Vision Series Lecturer Curated Major National Gallery Exhibit

Posted: January 22, 2009 at 1:00 am, Last Updated: November 30, -0001 at 12:00 am

By Colleen Kearney Rich

Carol Mattusch
Carol Mattusch
Photo by Evan Cantwell

When Laura Bush invited Michelle Obama to the White House right after the election, many people saw the photo of the two women in the Washington Post the next day.

When Carol Mattusch looked at the paper that day, she saw her new book sitting on a table between them.

The photo was taken just a few days after Mattusch, Mason’s Mathy Professor of Art History, gave the first lady a private tour of the National Gallery of Art (NGA) exhibit she guest curated, “Pompeii and the Roman Villa: Art and Culture around the Bay of Naples.” Over the last few months, Mattusch has given a number of such tours.

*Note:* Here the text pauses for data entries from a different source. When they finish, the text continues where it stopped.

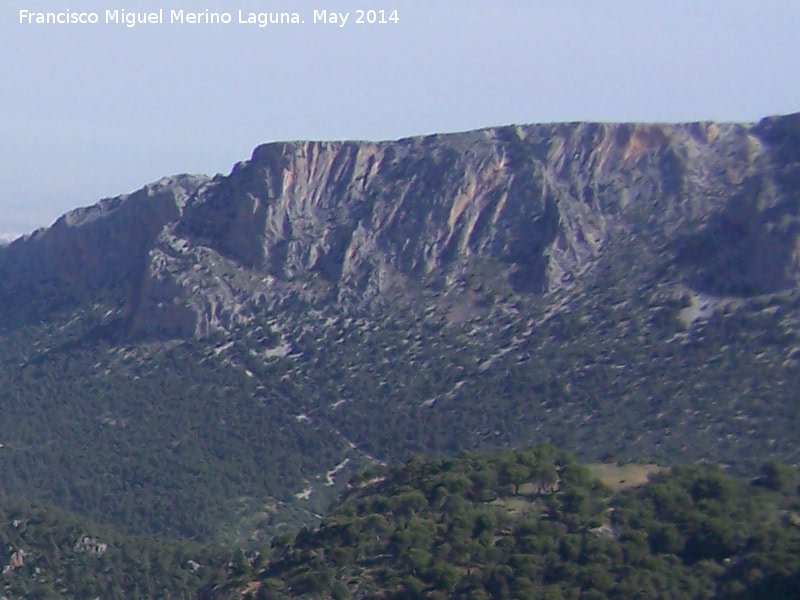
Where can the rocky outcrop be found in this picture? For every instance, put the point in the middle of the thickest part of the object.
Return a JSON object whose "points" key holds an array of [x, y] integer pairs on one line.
{"points": [[530, 209], [90, 252]]}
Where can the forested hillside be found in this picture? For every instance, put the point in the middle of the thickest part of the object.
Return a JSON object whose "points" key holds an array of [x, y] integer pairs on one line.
{"points": [[534, 523]]}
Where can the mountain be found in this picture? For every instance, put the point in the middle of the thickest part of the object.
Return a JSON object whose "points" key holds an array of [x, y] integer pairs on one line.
{"points": [[534, 524], [239, 346]]}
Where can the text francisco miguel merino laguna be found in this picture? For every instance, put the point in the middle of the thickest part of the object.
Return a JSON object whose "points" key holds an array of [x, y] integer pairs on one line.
{"points": [[131, 19]]}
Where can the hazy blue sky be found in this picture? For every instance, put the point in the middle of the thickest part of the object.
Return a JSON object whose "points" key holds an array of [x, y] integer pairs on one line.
{"points": [[88, 111]]}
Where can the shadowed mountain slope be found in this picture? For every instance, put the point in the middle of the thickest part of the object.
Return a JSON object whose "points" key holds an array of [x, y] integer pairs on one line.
{"points": [[626, 289]]}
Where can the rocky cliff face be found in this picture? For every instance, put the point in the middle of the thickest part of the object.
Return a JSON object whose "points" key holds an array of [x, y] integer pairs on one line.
{"points": [[531, 209], [615, 288]]}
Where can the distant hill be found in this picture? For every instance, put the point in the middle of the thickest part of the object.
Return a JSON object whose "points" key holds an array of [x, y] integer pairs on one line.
{"points": [[47, 553], [239, 346]]}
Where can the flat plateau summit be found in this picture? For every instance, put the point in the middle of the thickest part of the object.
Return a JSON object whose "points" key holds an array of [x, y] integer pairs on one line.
{"points": [[618, 289]]}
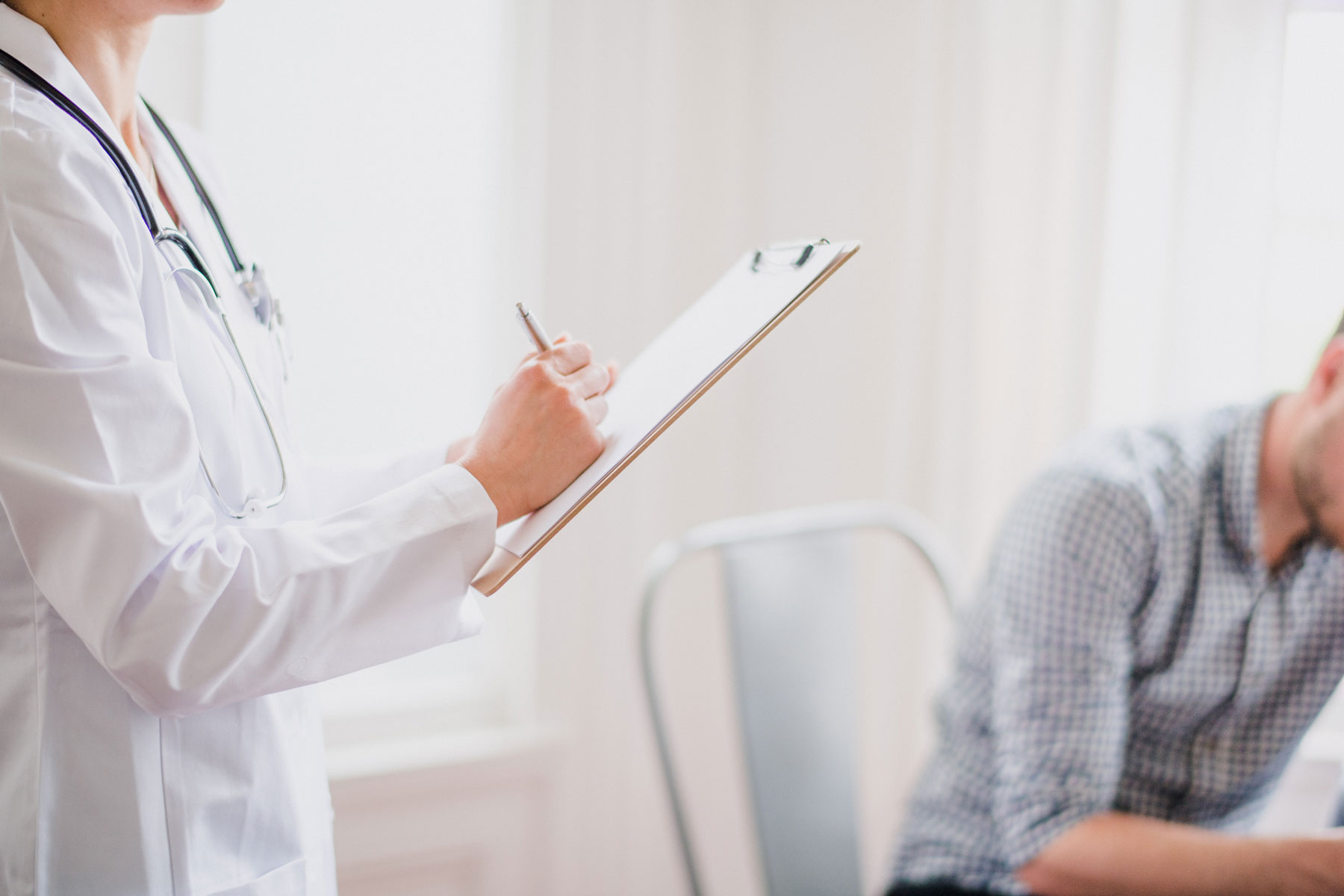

The show features classical antiquities from museums in and around Naples, and the exhibition space is laid out as rooms in a Roman villa, inviting the viewer to a more intimate perspective of ancient life in a seaside villa.

On Monday, Jan. 26, Mattusch will share her experiences and expertise as part of the university’s Vision Series. Her lecture, “Pompeii, Naples, Mt. Vesuvius and the Grand Tour,” begins at 7 p.m. in the Center for the Arts Concert Hall on the Fairfax Campus.

Mattusch has been working on the exhibit for the past several years. As the show doesn’t feature the work of one particular artist or type of art, it was complicated to organize.

Fortunately Mattusch had the vision, experience and international connections to pull off such a large-scale endeavor. Still, that didn’t make it easy.

Naturally, travel was involved, as well as many negotiations.

“There were several rounds of choosing objects for the show,” says Mattusch. “I would tell the museums what I wanted, then they would tell me what we could have.”

Negotiations went round and round, involving lawyers, accountants and insurance representatives, not to mention the NGA director. Mattusch speaks highly of her colleagues in Naples and at the NGA, and of the cooperation and support she received to make her vision a reality.

“We really wanted to make the most of the theme of the villa,” she says.

NGA designers made a model of the spaces they were going to create as well as models of all the pieces. Mattusch says, “We spent months moving them around.”

There are 150 objects in all, including ancient frescoes, mosaics, sculptures, portraits and luxury arts. The last section of the exhibit is about the impact of the 18th-century rediscovery of the ancient cities and villas on the Bay of Naples.

Two years before the objects were to arrive, Mattusch began working on the exhibition catalog. She is principal author and editor of “Pompeii and the Roman Villa,” the book on that White House table.

Then brochures, a film, podcasts and family guides were created. Besides the work by the NGA departments of exhibition, design, education, conservation, horticulture and many more, special items were purchased for the gift shop to tie into the exhibit. NGA has even created a special Italian menu for the Garden Café (temporarily called the Café Italia).

Mason classics professor Martin Winkler hosted a complementary gallery film series in the fall. A public symposium is planned for March 20-21.

In 1996, Mattusch took on a similar task when she curated “The Fire of Hephaistos: Large Classical Bronzes from North American Collections” at Harvard University Art Museums. She also wrote the catalogue for that show. In fact, she came up with the idea for the current exhibit while writing a book about the largest private villa found to date in the Bay of Naples region.

“The Villa dei Papiri at Herculaneum: Life and Afterlife of a Sculpture Collection” was published in 2005 and won the Charles Rufus Morey Award.

Mattusch is a longstanding member of the managing committee for the American School of Classical Studies at Athens and currently serves on its executive committee.

So far, “Pompeii and the Roman Villa” has been the biggest show of 2008-09, and more than 200,000 people had seen the exhibit, which runs through March 22, before inauguration week.

The show travels to the Los Angeles County Museum in May, where it will run until October 2009. Mattusch will spend some time in California giving tours and media interviews for the exhibition.

Is this the high point of her career? “I hope not,” says Mattusch. “I hope there is a lot more coming up.”

Vision Series lectures are free and open to the public. Tickets are available online, or at the Center for the Arts box office. A reception will follow the lecture.